Americans have recently been heartbroken by images of countless species in peril and the Gulf of Mexico tourism industry hanging in the balance. At the same time, New Yorkers are considering approving a 60-acre, man-made natural gas operation called Safe Harbor Energy 13 1/2 miles off the shore of Long Island and 23 miles outside the entrance to New York Harbor. We must sharply analyze the costs and benefits a liquefied natural gas project would bring to our society and environment.
The history of LNG is troubling. In 1944, 131 people were killed, 225 were injured and 680 were left homeless in Cleveland when LNG holding tanks released their contents into the streets and sewers and the vapor cloud ignited a fire that engulfed nearby residents and commercial establishments. One tanker could release an amount of LNG 20 times greater than the amount that incinerated 1 square mile of Cleveland in 1944.
A study conducted by the Pentagon suggests the energy content of a standard LNG tanker is equivalent to about 55 Hiroshima bombs. Another study, prepared for the city of Oxnard, Calif., found that an LNG explosion at a proposed offshore facility there could produce a fire cloud extending 30 miles inland.
Safe Harbor Energy proposes to link 12.8 miles of underground pipeline. Since 1965, there have been 41 explosions of natural gas pipelines in the United States. Eleven of those occurred in the last decade.

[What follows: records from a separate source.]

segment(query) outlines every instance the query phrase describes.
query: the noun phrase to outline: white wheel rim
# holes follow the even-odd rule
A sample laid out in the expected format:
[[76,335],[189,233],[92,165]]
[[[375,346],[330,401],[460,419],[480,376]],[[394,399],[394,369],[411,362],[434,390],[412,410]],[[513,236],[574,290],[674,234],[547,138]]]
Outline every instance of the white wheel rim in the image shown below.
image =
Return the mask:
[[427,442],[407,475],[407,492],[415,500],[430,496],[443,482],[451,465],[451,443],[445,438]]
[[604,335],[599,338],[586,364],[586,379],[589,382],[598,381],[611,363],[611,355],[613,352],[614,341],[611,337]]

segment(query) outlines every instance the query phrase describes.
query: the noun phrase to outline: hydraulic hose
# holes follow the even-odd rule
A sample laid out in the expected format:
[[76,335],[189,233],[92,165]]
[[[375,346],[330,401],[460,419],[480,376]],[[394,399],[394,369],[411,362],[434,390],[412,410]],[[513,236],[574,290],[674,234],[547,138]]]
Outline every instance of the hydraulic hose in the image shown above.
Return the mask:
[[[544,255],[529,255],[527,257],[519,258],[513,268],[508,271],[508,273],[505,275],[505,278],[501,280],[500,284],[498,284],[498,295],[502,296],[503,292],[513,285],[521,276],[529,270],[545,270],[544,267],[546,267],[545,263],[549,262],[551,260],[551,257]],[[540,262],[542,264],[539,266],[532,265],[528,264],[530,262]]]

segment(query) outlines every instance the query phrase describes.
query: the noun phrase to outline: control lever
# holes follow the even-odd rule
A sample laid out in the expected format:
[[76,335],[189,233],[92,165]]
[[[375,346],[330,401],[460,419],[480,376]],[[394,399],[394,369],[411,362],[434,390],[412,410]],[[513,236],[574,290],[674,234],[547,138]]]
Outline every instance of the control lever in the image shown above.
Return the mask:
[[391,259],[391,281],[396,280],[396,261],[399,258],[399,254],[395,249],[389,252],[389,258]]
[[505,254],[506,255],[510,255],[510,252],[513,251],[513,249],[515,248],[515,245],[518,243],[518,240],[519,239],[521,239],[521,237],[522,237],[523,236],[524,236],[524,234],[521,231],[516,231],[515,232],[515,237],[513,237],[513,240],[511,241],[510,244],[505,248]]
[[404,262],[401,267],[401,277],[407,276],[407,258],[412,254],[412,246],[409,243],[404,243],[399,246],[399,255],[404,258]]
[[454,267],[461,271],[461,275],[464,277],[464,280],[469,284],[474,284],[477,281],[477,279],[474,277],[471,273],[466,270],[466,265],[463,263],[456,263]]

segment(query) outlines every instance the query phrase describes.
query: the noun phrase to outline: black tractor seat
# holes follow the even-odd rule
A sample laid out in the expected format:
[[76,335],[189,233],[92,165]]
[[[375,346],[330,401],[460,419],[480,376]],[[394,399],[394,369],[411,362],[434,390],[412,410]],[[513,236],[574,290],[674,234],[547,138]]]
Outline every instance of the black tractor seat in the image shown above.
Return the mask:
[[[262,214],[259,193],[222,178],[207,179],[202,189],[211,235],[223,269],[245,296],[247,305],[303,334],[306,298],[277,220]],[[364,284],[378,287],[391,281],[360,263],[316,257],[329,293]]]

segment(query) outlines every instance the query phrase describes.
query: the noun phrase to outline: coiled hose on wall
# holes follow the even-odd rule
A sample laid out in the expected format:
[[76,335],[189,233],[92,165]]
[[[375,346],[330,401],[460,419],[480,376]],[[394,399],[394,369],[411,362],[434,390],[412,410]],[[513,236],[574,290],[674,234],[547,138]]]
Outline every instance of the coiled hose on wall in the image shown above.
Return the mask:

New York faces the added risk of an LNG disaster from acts of sabotage by terrorists to an LNG facility, tanker or pipeline.
LNG is not clean energy. Liquefying the gas requires an immense amount of energy and the tankers that transport LNG burn fossil fuels at levels that exceed power plant emissions. LNG is foreign gas, traveling great distances for consumption in the United States, perpetuating America’s dependency on foreign fossil fuels. Due to price volatility there is no guarantee LNG will actually lower energy costs for New Yorkers.
Concerns exist about LNG’s contribution to the global warming crisis. LNG is primarily methane which, according to the U.S. Environmental Protection Agency, is a major contributor to the greenhouse effect, second only to carbon dioxide, and methane is about 21 times more powerful at warming the atmosphere than carbon dioxide.
Threats to our environment stretch beyond LNG’s contribution to climate change. This project has the potential to affect endangered and non-endangered species of fish, turtles, whales and other marine life through vessel collisions, interaction with project equipment, changes to the physical environment, acoustic disturbances, alteration of prey species distribution and abundance, increase in marine debris, fuel spills and changes in water quality.
Communities across the United States have rejected LNG in their neighborhoods. Before New Yorkers invite energy titans to bring billions of gallons of foreign LNG into our backyard, let us critically appraise what we will be putting at risk.
We can no longer subscribe to shortsighted thinking about energy. We must explore safer, environmentally friendly options like solar, geothermal and wind energy sources. Let us turn our attention and our efforts to develop renewable solutions to our energy turmoil.